Ms Justice Gearty began her assessment by outlining the basic elements of Hague Convention applications. It was held that the courts must take a liberal view of whether a parent was exercising custody rights, with the focus of an inquiry being whether the parent sought to have a relationship with the child. As such, an applicant failing to make financial assistance was not determinative of custody rights and access (N.J. v. E. O’D [2018] IEHC 662). In this case, even if the level of contact with Paula was low, the applicant had shown that he was exercising custody rights at the time of her removal.

On the issue of the grave risk defence, it was held that a court must consider whether the allegations (if true) justified a decision not to return the child. Taking the respondent’s allegations at their height, it was noted that a risk of violence was to the respondent and not to Paula. It was held that the evidence was insufficient to establish that a risk existed and that the Polish courts were in a better position to assess any risk that might arise.

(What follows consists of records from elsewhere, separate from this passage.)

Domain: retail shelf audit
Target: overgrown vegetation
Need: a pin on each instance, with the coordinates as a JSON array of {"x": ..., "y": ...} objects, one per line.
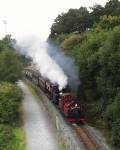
[
  {"x": 11, "y": 134},
  {"x": 96, "y": 50}
]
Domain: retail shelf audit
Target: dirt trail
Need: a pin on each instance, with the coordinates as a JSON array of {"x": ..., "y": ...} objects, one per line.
[{"x": 39, "y": 130}]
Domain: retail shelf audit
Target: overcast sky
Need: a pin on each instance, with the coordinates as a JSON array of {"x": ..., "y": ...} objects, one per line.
[{"x": 35, "y": 16}]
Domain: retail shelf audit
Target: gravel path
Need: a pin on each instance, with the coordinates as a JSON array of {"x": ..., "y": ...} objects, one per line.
[{"x": 39, "y": 130}]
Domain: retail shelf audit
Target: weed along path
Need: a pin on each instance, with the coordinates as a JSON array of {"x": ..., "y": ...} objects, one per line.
[{"x": 40, "y": 133}]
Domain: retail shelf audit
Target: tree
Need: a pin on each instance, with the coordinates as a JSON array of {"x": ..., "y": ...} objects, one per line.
[
  {"x": 109, "y": 22},
  {"x": 10, "y": 98},
  {"x": 72, "y": 21},
  {"x": 10, "y": 66},
  {"x": 97, "y": 12},
  {"x": 112, "y": 8}
]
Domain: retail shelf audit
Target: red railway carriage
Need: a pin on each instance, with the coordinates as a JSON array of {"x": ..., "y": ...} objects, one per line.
[
  {"x": 73, "y": 112},
  {"x": 64, "y": 98},
  {"x": 67, "y": 102}
]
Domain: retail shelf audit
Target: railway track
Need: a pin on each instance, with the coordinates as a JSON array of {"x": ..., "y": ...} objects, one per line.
[{"x": 89, "y": 142}]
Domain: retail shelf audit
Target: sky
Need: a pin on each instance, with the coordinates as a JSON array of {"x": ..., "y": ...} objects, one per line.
[{"x": 26, "y": 17}]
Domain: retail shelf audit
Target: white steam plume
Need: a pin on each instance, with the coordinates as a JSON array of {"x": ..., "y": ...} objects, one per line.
[{"x": 37, "y": 50}]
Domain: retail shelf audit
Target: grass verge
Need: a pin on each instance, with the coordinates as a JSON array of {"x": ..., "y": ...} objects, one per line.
[{"x": 18, "y": 140}]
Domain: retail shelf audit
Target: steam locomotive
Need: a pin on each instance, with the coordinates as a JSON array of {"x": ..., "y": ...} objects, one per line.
[{"x": 65, "y": 100}]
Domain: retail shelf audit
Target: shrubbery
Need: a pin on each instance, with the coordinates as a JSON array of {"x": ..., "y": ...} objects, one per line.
[
  {"x": 10, "y": 99},
  {"x": 6, "y": 134}
]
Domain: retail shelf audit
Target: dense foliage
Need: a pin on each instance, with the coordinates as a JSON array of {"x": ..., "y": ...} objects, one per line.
[
  {"x": 10, "y": 66},
  {"x": 5, "y": 137},
  {"x": 10, "y": 99},
  {"x": 96, "y": 50},
  {"x": 10, "y": 94}
]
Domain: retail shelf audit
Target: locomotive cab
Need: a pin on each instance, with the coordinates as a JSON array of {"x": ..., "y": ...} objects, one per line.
[{"x": 65, "y": 98}]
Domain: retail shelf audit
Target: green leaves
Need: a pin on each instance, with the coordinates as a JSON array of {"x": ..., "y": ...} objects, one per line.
[
  {"x": 10, "y": 66},
  {"x": 10, "y": 98}
]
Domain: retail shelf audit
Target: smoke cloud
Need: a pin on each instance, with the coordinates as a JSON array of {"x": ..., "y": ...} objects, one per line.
[
  {"x": 66, "y": 63},
  {"x": 38, "y": 50}
]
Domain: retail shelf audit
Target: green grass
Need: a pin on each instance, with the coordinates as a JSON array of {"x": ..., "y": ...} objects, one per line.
[{"x": 19, "y": 139}]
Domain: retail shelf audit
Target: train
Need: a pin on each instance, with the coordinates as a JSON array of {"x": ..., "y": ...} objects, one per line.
[{"x": 67, "y": 102}]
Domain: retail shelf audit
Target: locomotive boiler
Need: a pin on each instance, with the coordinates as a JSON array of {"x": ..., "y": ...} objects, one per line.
[{"x": 64, "y": 99}]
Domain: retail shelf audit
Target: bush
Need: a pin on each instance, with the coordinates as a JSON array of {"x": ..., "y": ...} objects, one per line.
[
  {"x": 71, "y": 41},
  {"x": 10, "y": 66},
  {"x": 5, "y": 137},
  {"x": 10, "y": 98}
]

Further, the Polish authorities were in a good position to protect Paula, if such a risk arose. It was already determined that Paula would live with the respondent and that the applicant would have supervised access. The applicant had also undertaken to provide funds to house the respondent and Paula pending the divorce proceedings.

Next, the court considered whether the respondent had permission from the Polish Court to remove Paula to Ireland. The court considered the affidavit of a Polish legal expert, who noted that “place of residence” signified a town or city within Poland rather than a country. As such, it was said that the December 2021 order did not allow the removal of the child to Ireland.

The court also observed that the Polish court was not specifically advised of the change of residence of Paula when contacted by the respondent in August 2021. Given the interim nature of the December 2021 order, it was unlikely that the Polish court permitted Paula to move to Ireland, with the expert noting that it could have been understood that Paula would remain with family in Poland.

Finally, the court considered the views of the child. It was held that an objection to return must be to the State of habitual residence rather than to living with a particular parent. However, these issues may be inexorably linked (M.S. v. A.R. [2019] IESC 10). A refusal to return was an exception, rather than the rule, the court held.

It was held that Paula had sufficient maturity to express a clear objection to returning to Poland that went beyond simply living with her mother. However, the views were moderately expressed and strongly linked to staying with the mother. As such, the court attached a limited weight to these views.

It was noted that Paula had lived a happy life in Ireland for a year, which meant that the case did not involve a quick, summary return but did also not involve serious delay (see D.M. v V.K. [2022] IECA 207). The court concluded that Paula’s objection did not outweigh the policy considerations of the Hague Convention to vindicate parental rights or the child’s best interests.


In light of the court’s analysis, the court granted the application. There was no evidence of grave risk to Paula and there was no court permission to take Paula to Ireland. As a Polish child fluent in the language, her best interests were served in Poland.

It was held that the court would consider a short stay on the order returning Paula to Poland if an application to relocate Paula could be brought before the Polish courts within a matter of weeks (see D.M v. V.K.).